Zwischen KI-Kunst und Urheberrecht
Im Dezember 2021 beantragte Ankit Sani die urheberrechtliche Registrierung eines Werks als „Fotografie, zweidimensionale Kunst“. Das Werk ist eine Hommage an Vincent van Goghs Meisterwerk „Sternennacht“ und wurde mithilfe künstlicher Intelligenz geschaffen. Sani kombinierte ein von ihm aufgenommenes Foto eines Sonnenuntergangs mit van Goghs „Sternennacht“ unter Einsatz der KI-Anwendung RAGHAV.
Die US-amerikanische Urheberrechtsbehörde lehnte den Antrag jedoch ab, da es an menschlicher Kreativität mangele. Diese Entscheidung hat eine Debatte über die Einordnung von KI-Kunst im Urheberrecht ausgelöst.

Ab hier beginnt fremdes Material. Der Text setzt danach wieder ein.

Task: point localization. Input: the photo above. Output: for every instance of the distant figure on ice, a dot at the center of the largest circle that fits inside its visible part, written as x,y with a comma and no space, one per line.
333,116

Status quo: KI-Kunst und Urheberrecht
Die Problematik des Urheberrechts bei KI-Kunst verdeutlicht die Kluft zwischen technologischem Fortschritt und rechtlicher Anpassung. Das Urheberrecht schützt traditionell Werke, die auf menschlicher Kreativität beruhen – bei KI-generierten Kunstwerken wird diese Definition jedoch unscharf.
Im vorliegenden Fall betont Sani, dass er den Bereich, in dem KI involviert war, klar definiert hat, um das Foto des Sonnenuntergangs mit van Goghs „Sternennacht“ zu verschmelzen. Das Foto stammt von ihm selbst, und auch die Anweisung an die KI, Farben, Formen und Stil auf bestimmte Weise zu verändern, sei von ihm ausgegangen.

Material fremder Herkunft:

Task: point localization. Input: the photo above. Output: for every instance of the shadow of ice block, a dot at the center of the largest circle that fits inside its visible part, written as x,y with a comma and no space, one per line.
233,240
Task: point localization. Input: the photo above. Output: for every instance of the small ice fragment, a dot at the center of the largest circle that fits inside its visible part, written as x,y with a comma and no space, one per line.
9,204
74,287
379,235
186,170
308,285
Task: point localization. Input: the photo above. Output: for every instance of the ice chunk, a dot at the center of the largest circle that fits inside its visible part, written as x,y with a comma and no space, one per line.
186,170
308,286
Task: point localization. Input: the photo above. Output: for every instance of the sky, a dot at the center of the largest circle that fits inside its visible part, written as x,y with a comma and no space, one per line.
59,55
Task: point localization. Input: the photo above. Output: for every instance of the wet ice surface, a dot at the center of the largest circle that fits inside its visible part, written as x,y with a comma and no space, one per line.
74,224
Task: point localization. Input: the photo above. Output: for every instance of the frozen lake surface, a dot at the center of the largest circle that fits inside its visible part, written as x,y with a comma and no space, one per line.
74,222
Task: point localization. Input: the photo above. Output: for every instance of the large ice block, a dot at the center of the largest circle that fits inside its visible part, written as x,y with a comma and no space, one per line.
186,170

Die US-Urheberrechtsbehörde verweist jedoch auf ihre Kriterien und lehnt die Registrierung wiederholt ab, da es an der erforderlichen menschlichen Urheberschaft fehle. Auf Sanis Argument, dass ein Teil menschlicher Kreativität eingeflossen sei, entgegnet die Behörde, dass diese Kreativität im Endergebnis, das durch das Computerprogramm erzeugt wurde, nicht unterscheidbar oder abtrennbar sei.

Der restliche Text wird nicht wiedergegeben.